Wednesday was the last public meeting asking for feedback on Tucson Electric Power’s proposed rate increase. That meeting was in-person or over the phone at 10 a.m.

TEP is proposing a 12% increase, which would increase customers’ bills by at least $14 a month.

TEP said one of the reasons for the increase is to recover costs for expanding its infrastructure and technology to serve Tucson’s growing community. But not every customer is happy with that explanation, with one who said “It amazes to me that TEP is just getting rewarded, potentially, in this case for having an outdated business model.”

Another customer opposing the increase said he will have less money for his barber, dryer cleaner, grocery store, and local coffee shop because he will have to spend more on his electric bill.

Background

TEP is proposing about a 12% rate hike or at least a $14 increase for the average Tucsonan’s electric bill. That would increase even more depending on a customer’s power usage. The Arizona Corporation Committee said it will vote to approve or reject the proposition in late fall, likely at their December 5th meeting. Voters will not have the opportunity to vote on this proposition, but can instead submit feedback to the AZCC, using its Utilities Public Comment Form.

This is different than Proposition 412, which would only add about $1 to TEP customers’ bills. That will be on the ballot for voters, and the AZCC will have the final say.

TEP is requesting to update rates by late 2023 to recover the cost of energy resources, technology improvements, security upgrades, and operating costs and to “serve the increasing energy needs of our growing community.”

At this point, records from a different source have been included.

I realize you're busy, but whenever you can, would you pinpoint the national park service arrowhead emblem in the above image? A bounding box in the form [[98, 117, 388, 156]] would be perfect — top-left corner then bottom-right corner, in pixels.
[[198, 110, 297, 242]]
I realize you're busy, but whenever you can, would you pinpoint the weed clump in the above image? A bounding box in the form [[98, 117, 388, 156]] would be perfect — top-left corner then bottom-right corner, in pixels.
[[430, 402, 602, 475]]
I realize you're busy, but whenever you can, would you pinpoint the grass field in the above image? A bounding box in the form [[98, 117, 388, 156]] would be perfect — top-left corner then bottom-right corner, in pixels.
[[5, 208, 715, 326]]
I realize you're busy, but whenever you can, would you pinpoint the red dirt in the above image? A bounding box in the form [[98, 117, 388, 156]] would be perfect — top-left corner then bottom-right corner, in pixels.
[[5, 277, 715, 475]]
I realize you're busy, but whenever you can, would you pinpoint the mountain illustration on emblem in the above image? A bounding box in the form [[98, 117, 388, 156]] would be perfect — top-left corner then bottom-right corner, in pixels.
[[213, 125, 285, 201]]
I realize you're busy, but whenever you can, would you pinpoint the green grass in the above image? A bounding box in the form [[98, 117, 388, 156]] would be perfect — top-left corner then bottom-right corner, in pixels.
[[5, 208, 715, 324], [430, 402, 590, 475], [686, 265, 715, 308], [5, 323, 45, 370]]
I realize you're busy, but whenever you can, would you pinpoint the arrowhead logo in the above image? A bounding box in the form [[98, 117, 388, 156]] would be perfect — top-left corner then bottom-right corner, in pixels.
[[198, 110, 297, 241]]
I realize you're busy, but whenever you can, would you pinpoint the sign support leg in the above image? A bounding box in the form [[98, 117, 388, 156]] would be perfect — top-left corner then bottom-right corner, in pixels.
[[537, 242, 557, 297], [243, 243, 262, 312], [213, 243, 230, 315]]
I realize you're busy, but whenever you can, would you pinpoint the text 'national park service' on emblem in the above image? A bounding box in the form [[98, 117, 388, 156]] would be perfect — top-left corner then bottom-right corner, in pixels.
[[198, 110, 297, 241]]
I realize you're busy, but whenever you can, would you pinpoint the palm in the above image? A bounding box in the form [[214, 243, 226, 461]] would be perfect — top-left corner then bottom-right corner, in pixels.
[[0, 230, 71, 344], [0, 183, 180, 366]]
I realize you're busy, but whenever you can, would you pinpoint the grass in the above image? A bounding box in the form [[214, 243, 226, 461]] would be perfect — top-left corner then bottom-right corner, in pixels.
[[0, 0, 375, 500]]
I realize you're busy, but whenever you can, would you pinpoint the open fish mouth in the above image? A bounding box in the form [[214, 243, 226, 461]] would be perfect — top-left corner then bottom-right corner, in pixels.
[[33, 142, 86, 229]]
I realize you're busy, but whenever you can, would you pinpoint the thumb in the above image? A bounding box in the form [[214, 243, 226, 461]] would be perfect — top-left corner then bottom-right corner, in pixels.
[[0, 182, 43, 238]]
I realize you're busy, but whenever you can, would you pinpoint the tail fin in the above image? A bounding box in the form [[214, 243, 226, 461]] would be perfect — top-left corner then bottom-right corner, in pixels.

Spokespeople from TEP have confirmed with KGUN 9 their profits from the past three years:

2020 – $191 million 2021 – $201 million 2022 – $217 million

TEP said net income and the related cash flow are used by credit rating agencies, lenders, investors and others to assess the creditworthiness of a company. They said a strong credit rating and ready access to capital support lower financing costs, which are ultimately passed along to customers through their rates.